There is the theological insight arising out of Augustine which locates our humanity in Adam and in Christ in the following way. Man or Adam, that is to say our humanity, before the fall was able not to sin (posse non peccare). Our humanity after the fall was not able not to sin (non posse non peccare). Our humanity as fully redeemed in Christ is not able to sin (non posse peccare). What Christ has done for our humanity is perfect and complete though it has yet to be fully realized in us. Such is the pilgrimage of our souls to God.
There is another equally literalist complaint, too, about this Prayer. It is suggested, famously by a liturgical scholar, Dom Gregory Dix, in an enormously influential work called The Shape of the Liturgy, that this prayer commits us to “pray[ing] medieval speculations” that imply that the sacrament is divided between what the consecrated bread, signifying the flesh or body of Christ, does and what the consecrated wine, signifying the blood of Christ, accomplishes: the one washing our sinful bodies; the other washing our souls.
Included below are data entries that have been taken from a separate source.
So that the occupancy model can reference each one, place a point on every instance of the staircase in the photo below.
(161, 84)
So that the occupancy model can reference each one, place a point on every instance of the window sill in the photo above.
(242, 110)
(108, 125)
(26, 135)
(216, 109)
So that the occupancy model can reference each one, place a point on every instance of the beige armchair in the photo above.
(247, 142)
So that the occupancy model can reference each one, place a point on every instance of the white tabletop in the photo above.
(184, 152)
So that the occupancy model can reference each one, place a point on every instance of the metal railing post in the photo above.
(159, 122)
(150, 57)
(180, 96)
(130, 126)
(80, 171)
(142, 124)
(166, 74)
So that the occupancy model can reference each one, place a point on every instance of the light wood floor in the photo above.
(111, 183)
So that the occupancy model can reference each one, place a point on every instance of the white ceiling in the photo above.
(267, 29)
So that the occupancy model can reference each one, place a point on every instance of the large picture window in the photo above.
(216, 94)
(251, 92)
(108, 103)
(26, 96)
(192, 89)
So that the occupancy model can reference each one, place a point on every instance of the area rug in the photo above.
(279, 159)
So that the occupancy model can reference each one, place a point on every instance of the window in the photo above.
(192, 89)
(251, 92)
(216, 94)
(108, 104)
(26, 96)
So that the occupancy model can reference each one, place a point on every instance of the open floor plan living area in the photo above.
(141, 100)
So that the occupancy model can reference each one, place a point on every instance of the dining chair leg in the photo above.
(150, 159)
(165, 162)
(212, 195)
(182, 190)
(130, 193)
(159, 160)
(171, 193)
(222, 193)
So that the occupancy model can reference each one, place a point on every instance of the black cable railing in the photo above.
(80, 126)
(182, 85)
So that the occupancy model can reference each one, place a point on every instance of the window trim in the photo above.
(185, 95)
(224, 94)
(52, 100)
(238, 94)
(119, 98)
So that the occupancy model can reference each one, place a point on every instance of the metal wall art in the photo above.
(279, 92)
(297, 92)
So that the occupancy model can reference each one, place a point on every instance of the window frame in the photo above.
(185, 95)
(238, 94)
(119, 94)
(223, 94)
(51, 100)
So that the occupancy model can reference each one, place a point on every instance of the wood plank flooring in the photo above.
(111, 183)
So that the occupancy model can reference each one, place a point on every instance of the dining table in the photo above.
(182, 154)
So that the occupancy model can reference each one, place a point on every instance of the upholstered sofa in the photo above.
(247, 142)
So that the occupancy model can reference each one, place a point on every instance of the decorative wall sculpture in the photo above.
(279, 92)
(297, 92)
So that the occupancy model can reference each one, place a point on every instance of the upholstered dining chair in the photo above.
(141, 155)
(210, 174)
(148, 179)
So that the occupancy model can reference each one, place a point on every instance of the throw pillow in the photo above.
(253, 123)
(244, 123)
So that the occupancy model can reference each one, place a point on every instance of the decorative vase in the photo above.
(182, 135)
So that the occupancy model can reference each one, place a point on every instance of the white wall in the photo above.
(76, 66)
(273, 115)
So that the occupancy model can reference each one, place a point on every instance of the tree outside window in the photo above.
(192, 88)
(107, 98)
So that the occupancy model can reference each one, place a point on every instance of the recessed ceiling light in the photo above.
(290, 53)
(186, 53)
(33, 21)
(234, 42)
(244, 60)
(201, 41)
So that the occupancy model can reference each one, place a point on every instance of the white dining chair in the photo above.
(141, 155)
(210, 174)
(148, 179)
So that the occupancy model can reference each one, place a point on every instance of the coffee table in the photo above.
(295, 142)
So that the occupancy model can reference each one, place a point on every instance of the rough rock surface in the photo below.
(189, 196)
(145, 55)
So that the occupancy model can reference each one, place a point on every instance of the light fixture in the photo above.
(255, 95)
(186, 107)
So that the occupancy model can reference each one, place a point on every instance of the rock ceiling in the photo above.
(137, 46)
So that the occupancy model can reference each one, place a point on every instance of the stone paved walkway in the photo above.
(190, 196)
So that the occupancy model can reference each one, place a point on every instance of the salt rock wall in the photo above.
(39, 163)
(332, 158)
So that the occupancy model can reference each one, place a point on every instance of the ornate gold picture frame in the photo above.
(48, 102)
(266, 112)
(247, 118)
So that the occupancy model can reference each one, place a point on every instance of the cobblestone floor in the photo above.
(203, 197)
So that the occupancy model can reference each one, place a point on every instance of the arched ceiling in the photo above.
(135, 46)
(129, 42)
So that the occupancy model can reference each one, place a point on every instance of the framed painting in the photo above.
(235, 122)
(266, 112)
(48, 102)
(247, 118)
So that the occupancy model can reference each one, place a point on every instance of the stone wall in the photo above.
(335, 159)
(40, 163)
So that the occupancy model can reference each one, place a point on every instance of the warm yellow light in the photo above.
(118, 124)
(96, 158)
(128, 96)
This overlooks a minor but important teaching known as the Doctrine of Concomitance which means that the whole power of the Sacrament, the means of participating in Christ, is present in both aspects of the Sacrament. The whole is received in either of the parts, as it were. There is a deeper and more spiritual understanding about how Christ’s life and saving work takes shape in us. Such is poetry. Such is theology.
The humility of Christ is the hope of our exaltation. He lifts us up. Humility is not only the condition of our access to God; it is also our exaltation, even more, it is our actual participation in the life and work of Christ. In our humility our wills are one with God’s will. We are open to what he wants for us. What he wants is his life in us and we in him.